Sunset Brands, Inc. Series B Convertible Preferred Stock Certificate Issued to IBF Fund Liquidating LLC
This certificate confirms that IBF Fund Liquidating LLC holds 321,429 shares of Series B Convertible Preferred Stock in Sunset Brands, Inc., a Nevada corporation. The shares are subject to the company's Articles of Incorporation, Bylaws, and a Certificate of Designation, as well as an Investor Rights Agreement. The shares are transferable only on the company's books and are restricted from sale unless registered or exempt under securities laws. Additional rights and restrictions apply as detailed in the referenced agreements.
SUNSET BRANDS, INC. INCORPORATED UNDER THE LAWS OF THE STATE OF NEVADA CERTIFICATE NUMBER: B-1 SHARES: 321,429
DESIGNATED SHARES: 800,000 SERIES B CONVERTIBLE PREFERRED STOCK,
IBF FUND LIQUIDATING LLC, a Delaware limited liability company IS THE RECORD HOLDER OF THREE HUNDRED TWENTY ONE THOUSAND FOUR HUNDRED TWENTY NINE (321,429)

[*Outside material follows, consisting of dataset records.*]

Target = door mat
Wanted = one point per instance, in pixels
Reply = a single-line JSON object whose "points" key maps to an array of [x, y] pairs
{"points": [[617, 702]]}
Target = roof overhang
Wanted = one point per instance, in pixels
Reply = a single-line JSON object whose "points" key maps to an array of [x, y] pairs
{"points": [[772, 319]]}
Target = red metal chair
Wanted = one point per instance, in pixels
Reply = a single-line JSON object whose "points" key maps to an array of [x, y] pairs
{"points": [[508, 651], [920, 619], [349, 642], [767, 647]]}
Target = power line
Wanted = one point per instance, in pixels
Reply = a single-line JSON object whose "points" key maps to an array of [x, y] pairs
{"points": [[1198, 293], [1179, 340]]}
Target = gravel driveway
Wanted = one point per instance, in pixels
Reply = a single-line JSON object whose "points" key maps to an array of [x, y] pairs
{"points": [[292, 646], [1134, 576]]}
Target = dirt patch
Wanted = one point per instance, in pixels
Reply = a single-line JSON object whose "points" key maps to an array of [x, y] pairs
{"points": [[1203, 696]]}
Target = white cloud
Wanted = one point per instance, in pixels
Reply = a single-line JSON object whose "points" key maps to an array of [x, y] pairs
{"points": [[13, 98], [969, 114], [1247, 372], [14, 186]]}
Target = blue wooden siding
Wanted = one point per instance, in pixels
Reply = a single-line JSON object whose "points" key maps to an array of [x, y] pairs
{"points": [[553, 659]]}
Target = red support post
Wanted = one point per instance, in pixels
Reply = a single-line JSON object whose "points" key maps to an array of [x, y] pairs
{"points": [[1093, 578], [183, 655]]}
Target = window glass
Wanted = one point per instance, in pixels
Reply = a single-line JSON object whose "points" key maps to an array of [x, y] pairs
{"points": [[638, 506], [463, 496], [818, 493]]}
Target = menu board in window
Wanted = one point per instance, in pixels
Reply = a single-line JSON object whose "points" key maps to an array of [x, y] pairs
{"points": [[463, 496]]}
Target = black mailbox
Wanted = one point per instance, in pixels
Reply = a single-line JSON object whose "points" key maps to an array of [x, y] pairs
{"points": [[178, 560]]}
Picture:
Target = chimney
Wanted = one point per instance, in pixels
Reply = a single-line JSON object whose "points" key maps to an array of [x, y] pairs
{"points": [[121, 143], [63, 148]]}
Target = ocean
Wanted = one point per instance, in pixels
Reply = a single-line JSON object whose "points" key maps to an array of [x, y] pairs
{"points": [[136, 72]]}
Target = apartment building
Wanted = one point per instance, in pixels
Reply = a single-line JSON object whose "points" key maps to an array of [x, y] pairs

SHARES OF SUNSET BRANDS, INC. SERIES B CONVERTIBLE PREFERRED STOCK transferable only on the books of the Corporation by the holder hereof, in person or by duly authorized attorney upon surrender of the Certificate properly endorsed. This certificate and the shares represented hereby are issued and shall be held subject to all of the provisions of the Corporation's Articles of Incorporation, as amended, the Corporation's Bylaws, as amended, and the Certificate of Designation of the Series B Convertible Preferred Stock of Sunset Brands, Inc., to all of which the holder by acceptance assents. Dated: ____________________
____________________________ _________________________ , Secretary Todd Sanders, President & CEO
|
The following abbreviations, when used in the inscription on the face of this certificate, shall be construed as though they were written out in full according to applicable laws or regulations:
TEN COM - as tenants in common | UNIF GIFT MIN ACT - ................ Custodian ..................... |
TEN ENT - as tenants by the entireties | (Cust) (Minor) |
JT TEN - as joint tenants with right of survivorship and not as tenants in common |
FOR VALUE RECEIVED, ________________________________
hereby sells, assigns and transfers unto Shares represented by the within Certificate, and do hereby irrevocably constitute and appoint ______________________________________ Attorney to transfer said Shares on the books of the within named Corporation with full power of substitution in the premises.Dated: _____________________
In Presence of
_________________________________
THE SECURITIES REPRESENTED BY THIS CERTIFICATE HAVE BEEN ACQUIRED FOR INVESTMENT AND HAVE NOT BEEN REGISTERED UNDER THE SECURITIES ACT OF 1933, AS AMENDED (THE "SECURITIES ACT") OR ANY STATE SECURITIES LAW. SUCH SECURITIES MAY NOT BE SOLD, OR OFFERED FOR SALE, IN THE ABSENCE OF AN EFFECTIVE REGISTRATION UNDER THE SECURITIES ACT AND ANY APPLICABLE SECURITIES LAWS OR AN EXEMPTION THEREFROM UNDER THE SECURITIES ACT OR SAID LAWS.
THE SECURITIES REPRESENTED BY THIS CERTIFICATE ARE SUBJECT TO THE TERMS AND CONDITIONS OF THE CERTIFICATE OF DESIGNATION OF THE SERIES B CONVERTIBLE PREFERRED STOCK OF SUNSET BRANDS, INC. DATED AS OF NOVEMBER 10, 2005, AS MAY BE AMENDED FROM TIME TO TIME, AND AN INVESTOR RIGHTS AGREEMENT, DATED AS OF NOVEMBER 10, 2005, BETWEEN SUNSET BRANDS, INC. AND CERTAIN HOLDERS OF ITS SERIES B CONVERTIBLE PREFERRED STOCK, AS MAY BE AMENDED FROM TIME TO TIME, INCLUDING CERTAIN RESTRICTIONS OF TRANSFER. COPIES OF SUCH AGREEMENT MAY BE OBTAINED BY WRITTEN REQUEST MADE BY THE HOLDER OF RECORD OF THIS CERTIFICATE TO THE SECRETARY OF THE CORPORATION.
THE CORPORATION WILL FURNISH WITHOUT CHARGE TO EACH STOCKHOLDER WHO SO REQUESTS, A STATEMENT OF POWERS, DESIGNATIONS, PREFERENCES AND RELATIVE, PARTICIPATING, OPTIONAL OR OTHER SPECIAL RIGHTS OF EACH CLASS OF STOCK OR SERIES THEREOF AND THE QUALIFICATIONS, LIMITATIONS OR RESTRICTIONS OF SUCH PREFERENCES AND/OR RIGHTS.